Insult Upon Injury

Yesterday, accompanied by Dr. P.J. Sinestro, a chiropractor with obscure
mob connections buried deeply in his past, the Dowbrigade took in a Boston University Men’s Varsity
Basketball joust with local rival Northeastern. College sports is one
of the last remaining bastions of pure competition for competition’s
sake on the American sporting scene, and is often overlooked in a 4-sport
Pro town like Boston (6 if you count Soccer and Lacrosse).

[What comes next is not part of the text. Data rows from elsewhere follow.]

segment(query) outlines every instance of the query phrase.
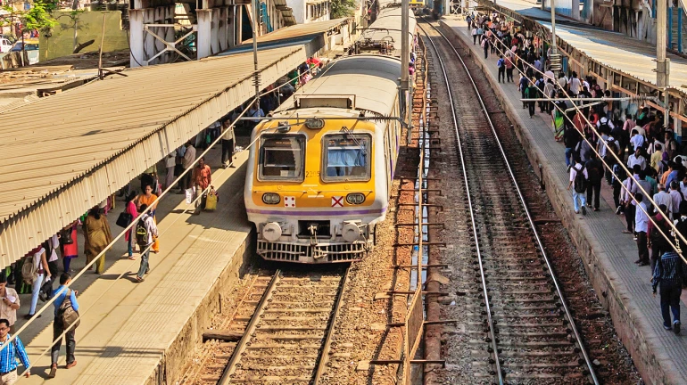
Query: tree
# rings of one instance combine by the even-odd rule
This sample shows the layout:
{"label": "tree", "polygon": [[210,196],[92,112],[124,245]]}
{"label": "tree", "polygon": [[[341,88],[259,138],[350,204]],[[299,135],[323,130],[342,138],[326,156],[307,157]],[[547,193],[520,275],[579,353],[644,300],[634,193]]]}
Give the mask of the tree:
{"label": "tree", "polygon": [[355,0],[332,0],[331,4],[331,19],[349,17],[354,13]]}

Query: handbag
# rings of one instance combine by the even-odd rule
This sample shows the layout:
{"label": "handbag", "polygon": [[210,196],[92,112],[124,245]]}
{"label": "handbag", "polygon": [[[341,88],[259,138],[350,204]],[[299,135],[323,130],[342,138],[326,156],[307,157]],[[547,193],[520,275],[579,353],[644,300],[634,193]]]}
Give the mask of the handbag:
{"label": "handbag", "polygon": [[71,227],[69,229],[60,230],[60,243],[64,246],[68,244],[73,244],[74,240],[71,239]]}
{"label": "handbag", "polygon": [[208,197],[205,198],[205,209],[211,211],[217,209],[218,196],[214,189],[210,190]]}
{"label": "handbag", "polygon": [[64,300],[60,305],[59,313],[60,321],[62,321],[62,329],[65,331],[74,330],[81,324],[79,319],[79,311],[74,310],[71,306],[71,290],[67,289]]}
{"label": "handbag", "polygon": [[120,213],[120,216],[117,217],[117,222],[115,223],[118,226],[126,228],[128,225],[131,225],[134,216],[124,211]]}
{"label": "handbag", "polygon": [[195,189],[194,188],[187,188],[186,189],[186,204],[191,204],[194,201],[194,195],[195,195]]}

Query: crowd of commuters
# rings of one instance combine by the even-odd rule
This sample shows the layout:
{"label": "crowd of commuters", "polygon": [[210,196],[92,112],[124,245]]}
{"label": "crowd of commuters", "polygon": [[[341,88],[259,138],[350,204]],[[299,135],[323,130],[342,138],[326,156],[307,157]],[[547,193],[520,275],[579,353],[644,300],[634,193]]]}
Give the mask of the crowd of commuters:
{"label": "crowd of commuters", "polygon": [[672,127],[665,127],[662,111],[649,104],[585,102],[613,94],[593,77],[581,78],[575,71],[556,76],[550,48],[514,21],[497,13],[471,14],[467,20],[473,44],[481,45],[484,58],[498,54],[499,82],[513,82],[516,69],[523,99],[553,99],[523,101],[522,107],[530,118],[537,106],[550,118],[555,140],[564,144],[575,212],[600,209],[605,179],[613,190],[616,214],[625,216],[624,233],[637,243],[635,263],[650,266],[654,295],[660,288],[663,326],[679,334],[687,264],[681,258],[686,254],[676,251],[687,250],[677,234],[687,238],[687,155]]}
{"label": "crowd of commuters", "polygon": [[[319,60],[310,59],[289,75],[265,88],[260,103],[251,102],[239,106],[221,119],[201,130],[195,138],[161,160],[161,164],[153,165],[144,171],[137,178],[140,190],[136,185],[136,180],[132,181],[120,190],[119,195],[112,195],[100,205],[93,207],[58,233],[37,246],[24,258],[0,270],[0,343],[9,340],[16,332],[15,323],[21,307],[20,294],[31,294],[29,310],[24,315],[27,320],[41,316],[36,314],[39,299],[46,301],[56,297],[54,302],[53,323],[55,343],[51,349],[52,364],[48,378],[56,376],[62,338],[66,339],[67,346],[64,367],[69,369],[75,366],[75,332],[78,323],[72,324],[71,321],[73,314],[78,315],[79,311],[78,291],[65,285],[71,282],[70,273],[73,272],[72,259],[79,257],[79,233],[83,237],[82,252],[86,264],[90,264],[100,256],[93,266],[95,272],[102,274],[105,270],[104,251],[113,239],[107,215],[114,209],[117,198],[122,198],[125,204],[116,223],[122,227],[134,224],[124,234],[127,252],[123,258],[136,259],[134,255],[137,250],[138,250],[141,261],[133,281],[143,282],[145,274],[150,271],[150,252],[160,252],[156,211],[157,199],[163,189],[171,186],[177,177],[188,170],[179,178],[177,187],[179,193],[185,193],[186,190],[191,189],[195,196],[202,194],[201,199],[195,200],[194,213],[198,214],[204,209],[209,190],[212,189],[211,167],[203,157],[197,159],[200,153],[221,135],[221,166],[225,168],[236,167],[234,160],[236,132],[244,136],[249,135],[260,118],[274,111],[285,99],[291,96],[296,88],[304,85],[317,73],[322,64]],[[254,120],[236,120],[244,108],[247,111],[244,117],[254,118]],[[232,124],[233,121],[236,123]],[[165,176],[162,180],[158,177],[159,166],[164,168]],[[148,208],[151,209],[144,213]],[[60,259],[62,266],[59,264]],[[94,266],[88,269],[92,270]],[[54,289],[54,282],[58,278],[59,286]],[[29,366],[29,356],[18,336],[0,351],[0,384],[16,382],[17,359],[24,367]],[[25,375],[29,377],[29,371],[26,371]]]}

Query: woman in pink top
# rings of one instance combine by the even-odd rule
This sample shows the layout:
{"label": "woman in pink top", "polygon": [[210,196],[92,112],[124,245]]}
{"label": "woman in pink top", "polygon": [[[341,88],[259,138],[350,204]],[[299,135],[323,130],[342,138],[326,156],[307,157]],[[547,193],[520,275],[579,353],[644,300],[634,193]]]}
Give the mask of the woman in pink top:
{"label": "woman in pink top", "polygon": [[[126,204],[126,210],[127,213],[131,215],[131,221],[134,222],[136,218],[138,217],[138,211],[136,209],[136,200],[138,198],[138,195],[137,195],[136,192],[131,192],[127,196],[127,202]],[[128,231],[124,234],[124,239],[127,240],[127,245],[128,246],[128,258],[129,259],[135,259],[134,258],[134,228],[128,229]]]}

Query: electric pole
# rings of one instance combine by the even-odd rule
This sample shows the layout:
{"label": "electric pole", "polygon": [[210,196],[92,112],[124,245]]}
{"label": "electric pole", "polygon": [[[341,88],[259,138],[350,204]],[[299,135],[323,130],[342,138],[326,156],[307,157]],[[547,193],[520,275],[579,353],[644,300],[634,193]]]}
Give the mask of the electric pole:
{"label": "electric pole", "polygon": [[[665,0],[664,0],[665,1]],[[408,19],[410,4],[409,0],[402,0],[401,3],[401,93],[403,96],[404,115],[408,115],[410,96],[407,94],[410,90],[410,39],[408,31]],[[408,115],[410,116],[410,115]],[[409,121],[410,119],[409,119]]]}
{"label": "electric pole", "polygon": [[667,33],[667,1],[658,0],[656,8],[656,86],[659,92],[664,93],[666,112],[663,117],[663,124],[667,129],[670,123],[670,111],[668,110],[668,78],[670,74],[670,60],[666,57],[666,35]]}

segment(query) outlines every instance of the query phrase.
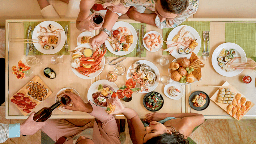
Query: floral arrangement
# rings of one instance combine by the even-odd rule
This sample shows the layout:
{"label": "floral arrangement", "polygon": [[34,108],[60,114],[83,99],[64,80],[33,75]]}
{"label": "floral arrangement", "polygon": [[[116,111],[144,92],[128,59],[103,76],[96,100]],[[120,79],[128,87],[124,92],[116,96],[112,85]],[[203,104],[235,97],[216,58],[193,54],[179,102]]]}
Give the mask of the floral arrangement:
{"label": "floral arrangement", "polygon": [[25,66],[21,61],[19,61],[18,62],[18,68],[14,66],[12,69],[12,73],[16,75],[16,77],[18,79],[22,79],[26,77],[24,71],[30,69],[30,67]]}
{"label": "floral arrangement", "polygon": [[122,99],[125,96],[128,98],[131,97],[133,91],[137,91],[140,89],[135,87],[137,83],[132,78],[129,78],[125,82],[125,85],[123,87],[121,87],[114,95],[112,95],[112,97],[117,96],[118,99]]}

It was also our first chance to get a look at BU’s new state-of-the-art
venue, the Agganis Arena. We had seen it once on television, and it looked
small for a major college arena, but in person it was quite impressive,
Jumbotron, ribbon video panels around the balcony, tricked-out lights
and sound. Upcoming events include Widespread Panic, Wrestlemania and
Stars on Ice.

Anyway, as we settled into our courtside seats, we were reminded – again
– that Norma Yvonne is right when she chides that we should make an appointment
to get our hearing checked.

"Ladies and Gentlemen," came the very young and enthusiastic voice of
the booming public address system, "Please stand for the National Anthem."

We stood, slowly, still sore from three sets of tennis, but what we
heard next over the PA shocked us.

"Move your ass!"

"Did you just hear what I heard?" we shouted, astonished, to a puzzled
Dr. Sinestro. "How dare he tell us to move our ass?!" We figured some
overly enthusiastic undergrad, overwhelmed by the magnificence of the
facility, had momentarily lost his head.

"What are you talking about?" The Doctor couldn’t decide if he should
worry about our hearing or our sanity. "He just said REMOVE YOUR HATS!"

We stand corrected.  Northeastern won the game 63-48.